Auf der Haut nun ein anderes Bild: Ganz kurz nur sind die likörigen Mirabellennoten zu erschnuppern. Hier liegt die Betonung auch eher auf dem Likör als auf der Fruchtigkeit. Dann betritt auch schon die Schokolade die olfaktorische Bühne: dunkel, kräftig, einfach lecker-gourmandig. Die zartbitteren Schokonoten vereinen sich mit dezenten Kaffeenuancen, die eine leichte Herbe mit ins Spiel bringen. Vor meinem inneren Auge sehe ich zartschmelzende Kaffeeschokolade vor mir – ob in Tafelform oder geschmolzen als köstliches Heißgetränk. Der Duft besänftigt mein immer noch erzürntes Gemüt über den nicht vorhandenen Schokovorrat in meinen Küchenschränken. Bei dieser Duftentwicklung brauche ich keinen echten Süßkram – mein Schokojieper ist verflogen, die ideale Ersatzbefriedigung gefunden. Im weiteren Duftverlauf gewinnen cremige Noten die gourmandige Oberhand. Warme Kakaobutternoten erzeugen wohlige Kuschelmomente. Herrlich! Göttlich! Fast würde ich mir wünschen wir hätten schon Winter. Dann würden So New York und ich auf dem Sofa vor dem knisternd-brennenden Kamin sitzen, eine kuschlig-weiche Cashmeredecke um den ewig fröstelnden Leib geschlungen und den dicken Schneeflocken bei ihrer Reise zur Erde zusehen. Mmmh, träumen kann so schön sein!

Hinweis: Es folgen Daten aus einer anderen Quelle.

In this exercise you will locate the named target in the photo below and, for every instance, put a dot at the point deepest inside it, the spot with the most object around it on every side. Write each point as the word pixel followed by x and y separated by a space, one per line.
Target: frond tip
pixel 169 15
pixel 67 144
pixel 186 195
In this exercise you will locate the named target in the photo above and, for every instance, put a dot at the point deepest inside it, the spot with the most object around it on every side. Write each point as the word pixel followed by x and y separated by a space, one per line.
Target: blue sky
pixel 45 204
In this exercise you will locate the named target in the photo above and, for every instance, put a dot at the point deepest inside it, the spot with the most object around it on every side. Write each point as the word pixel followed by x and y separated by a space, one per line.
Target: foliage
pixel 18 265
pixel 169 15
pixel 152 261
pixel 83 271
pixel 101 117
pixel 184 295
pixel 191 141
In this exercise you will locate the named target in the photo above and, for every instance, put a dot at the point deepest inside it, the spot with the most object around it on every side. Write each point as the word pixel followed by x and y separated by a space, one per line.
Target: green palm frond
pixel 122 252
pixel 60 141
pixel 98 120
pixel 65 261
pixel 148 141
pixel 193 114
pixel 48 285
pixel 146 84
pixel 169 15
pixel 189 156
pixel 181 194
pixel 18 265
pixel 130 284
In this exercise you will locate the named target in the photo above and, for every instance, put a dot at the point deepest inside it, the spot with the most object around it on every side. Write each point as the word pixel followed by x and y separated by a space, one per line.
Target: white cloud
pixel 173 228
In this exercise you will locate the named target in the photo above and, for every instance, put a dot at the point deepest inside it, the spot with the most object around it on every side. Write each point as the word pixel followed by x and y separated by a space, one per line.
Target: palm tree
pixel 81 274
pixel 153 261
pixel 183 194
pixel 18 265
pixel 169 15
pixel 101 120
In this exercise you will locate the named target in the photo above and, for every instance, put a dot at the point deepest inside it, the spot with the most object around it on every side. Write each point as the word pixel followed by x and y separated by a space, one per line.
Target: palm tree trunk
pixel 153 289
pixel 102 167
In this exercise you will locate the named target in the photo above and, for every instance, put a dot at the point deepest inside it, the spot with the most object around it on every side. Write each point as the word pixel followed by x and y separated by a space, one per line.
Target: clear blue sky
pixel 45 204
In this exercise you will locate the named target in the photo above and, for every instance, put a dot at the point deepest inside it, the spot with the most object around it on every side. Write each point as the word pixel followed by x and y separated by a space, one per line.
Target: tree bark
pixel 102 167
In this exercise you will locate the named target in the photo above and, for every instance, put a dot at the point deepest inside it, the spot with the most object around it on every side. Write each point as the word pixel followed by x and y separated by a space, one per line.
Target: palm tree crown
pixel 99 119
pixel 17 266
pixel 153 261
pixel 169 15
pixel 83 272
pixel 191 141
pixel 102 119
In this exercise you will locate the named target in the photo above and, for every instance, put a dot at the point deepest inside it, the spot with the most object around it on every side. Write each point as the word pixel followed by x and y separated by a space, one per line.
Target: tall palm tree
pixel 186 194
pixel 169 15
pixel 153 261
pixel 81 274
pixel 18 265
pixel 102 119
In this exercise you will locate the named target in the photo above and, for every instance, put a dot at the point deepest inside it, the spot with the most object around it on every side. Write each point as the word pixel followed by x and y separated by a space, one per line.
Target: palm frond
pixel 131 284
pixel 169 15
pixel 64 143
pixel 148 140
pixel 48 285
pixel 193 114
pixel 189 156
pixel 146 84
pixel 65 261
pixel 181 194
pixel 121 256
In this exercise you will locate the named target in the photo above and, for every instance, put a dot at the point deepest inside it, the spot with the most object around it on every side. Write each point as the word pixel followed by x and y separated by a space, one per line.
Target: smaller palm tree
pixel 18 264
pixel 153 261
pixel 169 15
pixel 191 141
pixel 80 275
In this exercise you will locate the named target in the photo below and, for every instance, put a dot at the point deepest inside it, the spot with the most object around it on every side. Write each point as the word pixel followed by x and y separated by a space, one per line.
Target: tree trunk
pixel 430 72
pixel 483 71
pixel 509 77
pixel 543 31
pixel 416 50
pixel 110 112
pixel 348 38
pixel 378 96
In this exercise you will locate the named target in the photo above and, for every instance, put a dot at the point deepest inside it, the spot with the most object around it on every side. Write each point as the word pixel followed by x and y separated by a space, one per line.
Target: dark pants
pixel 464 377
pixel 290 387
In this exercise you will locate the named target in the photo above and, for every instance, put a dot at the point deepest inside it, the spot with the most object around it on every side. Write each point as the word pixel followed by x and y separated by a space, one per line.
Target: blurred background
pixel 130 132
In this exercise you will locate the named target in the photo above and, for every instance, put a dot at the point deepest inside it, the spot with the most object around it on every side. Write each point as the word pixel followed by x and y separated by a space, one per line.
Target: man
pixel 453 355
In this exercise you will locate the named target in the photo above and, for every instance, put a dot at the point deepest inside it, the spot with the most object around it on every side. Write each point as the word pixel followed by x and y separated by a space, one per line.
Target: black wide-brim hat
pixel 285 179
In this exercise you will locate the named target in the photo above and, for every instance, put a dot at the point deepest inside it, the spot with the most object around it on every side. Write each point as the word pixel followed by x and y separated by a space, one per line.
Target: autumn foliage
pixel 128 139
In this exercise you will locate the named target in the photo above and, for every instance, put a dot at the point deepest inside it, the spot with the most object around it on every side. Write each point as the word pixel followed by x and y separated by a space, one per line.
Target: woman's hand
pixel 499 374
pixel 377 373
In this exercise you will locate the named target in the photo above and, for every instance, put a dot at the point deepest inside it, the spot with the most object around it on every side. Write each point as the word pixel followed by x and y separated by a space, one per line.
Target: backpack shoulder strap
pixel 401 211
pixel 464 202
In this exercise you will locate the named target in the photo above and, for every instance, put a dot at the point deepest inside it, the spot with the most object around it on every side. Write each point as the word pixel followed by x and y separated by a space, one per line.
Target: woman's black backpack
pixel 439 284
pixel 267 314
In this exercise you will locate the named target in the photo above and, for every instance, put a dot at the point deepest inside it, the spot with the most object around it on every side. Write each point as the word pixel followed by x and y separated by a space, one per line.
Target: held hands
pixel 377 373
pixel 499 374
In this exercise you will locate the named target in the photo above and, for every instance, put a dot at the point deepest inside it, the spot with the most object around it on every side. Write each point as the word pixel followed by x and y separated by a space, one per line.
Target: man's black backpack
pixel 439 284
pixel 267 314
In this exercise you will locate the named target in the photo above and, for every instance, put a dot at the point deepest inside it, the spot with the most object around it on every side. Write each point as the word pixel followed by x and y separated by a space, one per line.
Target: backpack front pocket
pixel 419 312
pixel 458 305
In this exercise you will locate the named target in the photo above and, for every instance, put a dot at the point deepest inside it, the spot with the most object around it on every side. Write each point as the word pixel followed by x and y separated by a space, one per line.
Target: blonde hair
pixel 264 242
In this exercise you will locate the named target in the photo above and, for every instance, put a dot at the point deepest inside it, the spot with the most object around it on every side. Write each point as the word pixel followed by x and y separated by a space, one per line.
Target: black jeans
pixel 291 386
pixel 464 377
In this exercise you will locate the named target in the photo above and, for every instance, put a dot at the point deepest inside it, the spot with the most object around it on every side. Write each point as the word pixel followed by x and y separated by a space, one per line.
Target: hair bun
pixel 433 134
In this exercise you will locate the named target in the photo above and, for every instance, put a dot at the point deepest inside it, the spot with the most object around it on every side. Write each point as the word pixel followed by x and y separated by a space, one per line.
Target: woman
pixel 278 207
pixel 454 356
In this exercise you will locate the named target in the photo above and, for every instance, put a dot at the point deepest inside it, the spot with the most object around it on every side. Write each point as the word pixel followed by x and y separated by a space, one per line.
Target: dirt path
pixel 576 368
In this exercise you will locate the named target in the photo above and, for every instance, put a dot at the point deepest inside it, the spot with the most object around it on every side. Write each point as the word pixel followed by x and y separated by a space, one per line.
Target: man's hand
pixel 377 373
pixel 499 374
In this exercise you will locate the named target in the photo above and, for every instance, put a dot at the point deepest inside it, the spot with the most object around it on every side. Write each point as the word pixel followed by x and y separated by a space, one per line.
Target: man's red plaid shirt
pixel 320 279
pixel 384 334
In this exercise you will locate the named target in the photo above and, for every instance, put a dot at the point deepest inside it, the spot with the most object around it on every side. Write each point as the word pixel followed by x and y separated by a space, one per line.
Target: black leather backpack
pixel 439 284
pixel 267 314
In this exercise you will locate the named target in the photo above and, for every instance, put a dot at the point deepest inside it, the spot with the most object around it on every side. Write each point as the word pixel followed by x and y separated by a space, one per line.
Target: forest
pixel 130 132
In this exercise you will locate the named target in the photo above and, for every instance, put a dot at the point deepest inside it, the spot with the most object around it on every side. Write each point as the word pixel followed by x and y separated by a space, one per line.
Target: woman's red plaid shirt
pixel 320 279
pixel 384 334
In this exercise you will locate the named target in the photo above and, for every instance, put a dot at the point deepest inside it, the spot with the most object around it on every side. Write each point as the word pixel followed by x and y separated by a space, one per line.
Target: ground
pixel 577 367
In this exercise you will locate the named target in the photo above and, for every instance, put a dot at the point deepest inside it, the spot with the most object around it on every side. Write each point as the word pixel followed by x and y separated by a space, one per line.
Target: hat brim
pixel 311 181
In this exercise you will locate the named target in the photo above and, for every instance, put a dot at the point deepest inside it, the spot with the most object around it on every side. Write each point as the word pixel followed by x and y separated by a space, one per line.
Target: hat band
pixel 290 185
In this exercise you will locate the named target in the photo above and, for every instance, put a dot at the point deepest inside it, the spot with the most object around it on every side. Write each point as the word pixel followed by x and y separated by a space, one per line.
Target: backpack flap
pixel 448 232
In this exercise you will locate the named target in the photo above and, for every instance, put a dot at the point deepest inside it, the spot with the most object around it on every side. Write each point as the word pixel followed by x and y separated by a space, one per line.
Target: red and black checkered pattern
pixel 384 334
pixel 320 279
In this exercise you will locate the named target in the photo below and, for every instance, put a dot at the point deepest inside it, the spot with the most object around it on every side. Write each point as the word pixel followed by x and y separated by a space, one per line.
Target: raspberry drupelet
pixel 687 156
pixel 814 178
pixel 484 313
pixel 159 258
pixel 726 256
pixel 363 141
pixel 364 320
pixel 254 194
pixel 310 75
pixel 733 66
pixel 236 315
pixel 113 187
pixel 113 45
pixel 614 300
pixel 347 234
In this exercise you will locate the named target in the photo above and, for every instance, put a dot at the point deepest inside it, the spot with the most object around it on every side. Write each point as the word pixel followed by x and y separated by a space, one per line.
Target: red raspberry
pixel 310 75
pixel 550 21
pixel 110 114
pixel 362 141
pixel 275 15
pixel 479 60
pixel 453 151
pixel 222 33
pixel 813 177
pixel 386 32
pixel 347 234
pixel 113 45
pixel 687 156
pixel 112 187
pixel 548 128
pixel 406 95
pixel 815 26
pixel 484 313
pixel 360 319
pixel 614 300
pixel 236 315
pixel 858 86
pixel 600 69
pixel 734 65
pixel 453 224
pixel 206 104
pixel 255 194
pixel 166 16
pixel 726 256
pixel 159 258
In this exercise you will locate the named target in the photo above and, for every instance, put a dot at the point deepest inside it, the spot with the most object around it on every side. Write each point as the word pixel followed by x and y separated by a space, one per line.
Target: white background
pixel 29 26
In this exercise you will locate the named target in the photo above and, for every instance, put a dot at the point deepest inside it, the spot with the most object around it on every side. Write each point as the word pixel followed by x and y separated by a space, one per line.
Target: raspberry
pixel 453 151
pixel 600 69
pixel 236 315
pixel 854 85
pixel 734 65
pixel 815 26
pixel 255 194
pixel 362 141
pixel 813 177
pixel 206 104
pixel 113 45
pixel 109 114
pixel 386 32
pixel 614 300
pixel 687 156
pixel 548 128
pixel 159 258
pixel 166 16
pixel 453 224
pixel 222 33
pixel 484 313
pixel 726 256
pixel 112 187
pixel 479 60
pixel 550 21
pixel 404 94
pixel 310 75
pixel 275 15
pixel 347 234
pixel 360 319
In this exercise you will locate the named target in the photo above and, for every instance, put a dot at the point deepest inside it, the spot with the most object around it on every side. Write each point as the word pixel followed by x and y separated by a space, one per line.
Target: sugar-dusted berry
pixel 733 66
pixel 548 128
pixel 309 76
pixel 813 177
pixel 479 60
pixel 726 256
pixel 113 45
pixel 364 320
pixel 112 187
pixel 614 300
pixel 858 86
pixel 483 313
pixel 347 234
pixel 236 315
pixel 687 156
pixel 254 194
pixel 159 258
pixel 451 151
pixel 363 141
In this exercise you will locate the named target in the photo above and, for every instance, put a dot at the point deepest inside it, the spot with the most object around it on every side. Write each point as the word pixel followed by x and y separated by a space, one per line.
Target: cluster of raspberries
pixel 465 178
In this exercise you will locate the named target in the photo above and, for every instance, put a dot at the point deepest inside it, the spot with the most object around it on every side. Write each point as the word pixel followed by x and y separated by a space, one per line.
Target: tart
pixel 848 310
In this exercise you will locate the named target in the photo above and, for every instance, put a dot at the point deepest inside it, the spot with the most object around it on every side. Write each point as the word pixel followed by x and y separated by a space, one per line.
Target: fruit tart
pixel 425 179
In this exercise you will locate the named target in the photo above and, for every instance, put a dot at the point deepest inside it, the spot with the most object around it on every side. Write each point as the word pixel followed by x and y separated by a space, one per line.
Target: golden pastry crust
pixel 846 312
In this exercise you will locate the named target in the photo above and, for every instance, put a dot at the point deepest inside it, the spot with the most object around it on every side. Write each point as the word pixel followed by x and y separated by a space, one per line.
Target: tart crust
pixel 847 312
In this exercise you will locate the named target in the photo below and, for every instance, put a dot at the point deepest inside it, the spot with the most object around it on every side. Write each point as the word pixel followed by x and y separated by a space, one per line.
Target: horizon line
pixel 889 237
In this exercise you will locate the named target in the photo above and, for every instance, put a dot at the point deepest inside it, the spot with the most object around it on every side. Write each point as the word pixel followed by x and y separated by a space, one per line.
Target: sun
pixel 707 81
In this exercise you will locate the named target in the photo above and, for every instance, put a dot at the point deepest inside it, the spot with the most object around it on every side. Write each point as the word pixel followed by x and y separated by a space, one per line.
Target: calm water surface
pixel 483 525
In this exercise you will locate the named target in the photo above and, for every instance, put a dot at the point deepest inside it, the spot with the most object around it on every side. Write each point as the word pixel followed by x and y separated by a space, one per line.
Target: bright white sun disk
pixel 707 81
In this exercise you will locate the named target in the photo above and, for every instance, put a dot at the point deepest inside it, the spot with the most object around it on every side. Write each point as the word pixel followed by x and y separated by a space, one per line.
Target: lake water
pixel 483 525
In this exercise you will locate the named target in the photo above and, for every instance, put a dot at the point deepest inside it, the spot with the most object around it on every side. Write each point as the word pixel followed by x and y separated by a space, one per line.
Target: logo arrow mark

Doch wie meistens, sieht die Realität anders aus. So besitze ich weder einen knisternden Kamin noch eine kuschlig-weiche Cashmeredecke. Aber bis es richtig Winter wird habe ich ja noch ein wenig Zeit mir letzteres zuzulegen. Als Kaminersatz könnte ich mir ja eine dieser Knisterkerzen anschaffen. Mal sehen! Meines Erachtens nach ist So New York ein idealer Begleiter für die eisige Jahreszeit, der ob seiner Transparenz und Leichtigkeit auch für Gourmand- und/oder Schokozögerer eine Duftoption darstellen könnte.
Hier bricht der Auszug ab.